The authors present a compact, focused experiment on applying ShEx validation to digital libraries' datasets to foster data re-use, with two exemplifying use cases on datasets provided by two individual libraries. The presented methodology is quite straightforward application of ShEx. From purely technological perspective, the originality and significance of the contribution is not particularly high, but especially for researchers and practitioners working with (linked) data in digital libraries in GLAM institutions the paper would be relevant.

In the Related work / Validating LOD section, another shape-based validation language, SHACL, should be discussed: brief comparison with ShEx, and motivation for why ShEx was chosen.

The Results section should be expanded with more details: did you find any issues in the datasets during the validation, and if so, how many violations, etc.?

Generally, the language is readable, but there are some issues, and thus, proofreading by a native is encouraged.

Minor/language comments:

Page 1: "Galleries, Libraries, Archives and Museums (GLAM) institutions" -> "Galleries, Libraries, Archives and Museums (GLAM institutions)"

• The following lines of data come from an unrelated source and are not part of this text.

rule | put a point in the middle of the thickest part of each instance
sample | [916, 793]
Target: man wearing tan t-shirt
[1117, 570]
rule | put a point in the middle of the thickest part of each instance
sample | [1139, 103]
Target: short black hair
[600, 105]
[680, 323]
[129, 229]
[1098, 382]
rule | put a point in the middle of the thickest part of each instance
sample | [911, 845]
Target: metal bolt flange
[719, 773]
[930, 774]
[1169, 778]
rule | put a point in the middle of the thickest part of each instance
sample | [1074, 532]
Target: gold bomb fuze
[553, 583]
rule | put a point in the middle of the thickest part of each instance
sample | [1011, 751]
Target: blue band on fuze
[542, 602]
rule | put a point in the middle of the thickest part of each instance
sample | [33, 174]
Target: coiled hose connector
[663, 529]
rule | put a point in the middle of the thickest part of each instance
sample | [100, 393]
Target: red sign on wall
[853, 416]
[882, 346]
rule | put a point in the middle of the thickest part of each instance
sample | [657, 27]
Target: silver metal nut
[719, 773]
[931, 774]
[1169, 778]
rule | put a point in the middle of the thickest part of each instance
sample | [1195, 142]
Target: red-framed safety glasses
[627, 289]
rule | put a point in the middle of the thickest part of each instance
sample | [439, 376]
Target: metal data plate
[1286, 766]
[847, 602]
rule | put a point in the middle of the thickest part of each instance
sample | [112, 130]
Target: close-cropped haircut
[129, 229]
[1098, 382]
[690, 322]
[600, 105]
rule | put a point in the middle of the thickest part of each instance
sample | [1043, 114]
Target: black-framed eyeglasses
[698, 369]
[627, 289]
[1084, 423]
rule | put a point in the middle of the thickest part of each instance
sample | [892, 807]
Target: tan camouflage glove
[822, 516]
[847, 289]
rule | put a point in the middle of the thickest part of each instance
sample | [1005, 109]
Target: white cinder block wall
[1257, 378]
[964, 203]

Page 2: "In addition, SPARQL provides a query language for RDF providing a list of instructions [16]." - This could be further elaborated.

Page 2: "Several major libraries (e.g., OCLC, British Library, National Library of France, publishers, and library catalog vendors)" -> "Several major libraries (e.g., OCLC, British Library, National Library of France), publishers, and library catalog vendors"

Page 3: e.g. "For instance, the type of a RDF node, literal datatype, XML String and numeric facets and enumeration of value sets." - This is not a complete sentence.

Page 3: "Another approach is based on Europeana and multilinguality describing the measures defined and providing initial interpretations of the results [37]." - This should be further elaborated: what does "measures defined" mean? What kind of interpretation?

Page 7: "The ShEx definitions have been made grouped by DL in a manifest file (see Figure 3)." -> "The ShEx definitions have been made are grouped by DL in a manifest file (see Table 3)."

Page 8: "foaf" -> "FOAF"

Page 8-9: "404 HTTP error (Request-URI Too Large)" -> "414 HTTP error (URI Too Long)" (though, some http server implementations may use, e.g., HTTP 404.14 substatus code for this)

"Research Libraries UK, A manifesto for the digital shift in research libraries, 2020, [Online; accessed 20-October-2020]." - Provide the URL.

"G. Candela, P. Escobar, R.C. Carrasco and M. Marco-Such, Evaluating the quality of linked open data in digital libraries" - Provide the year.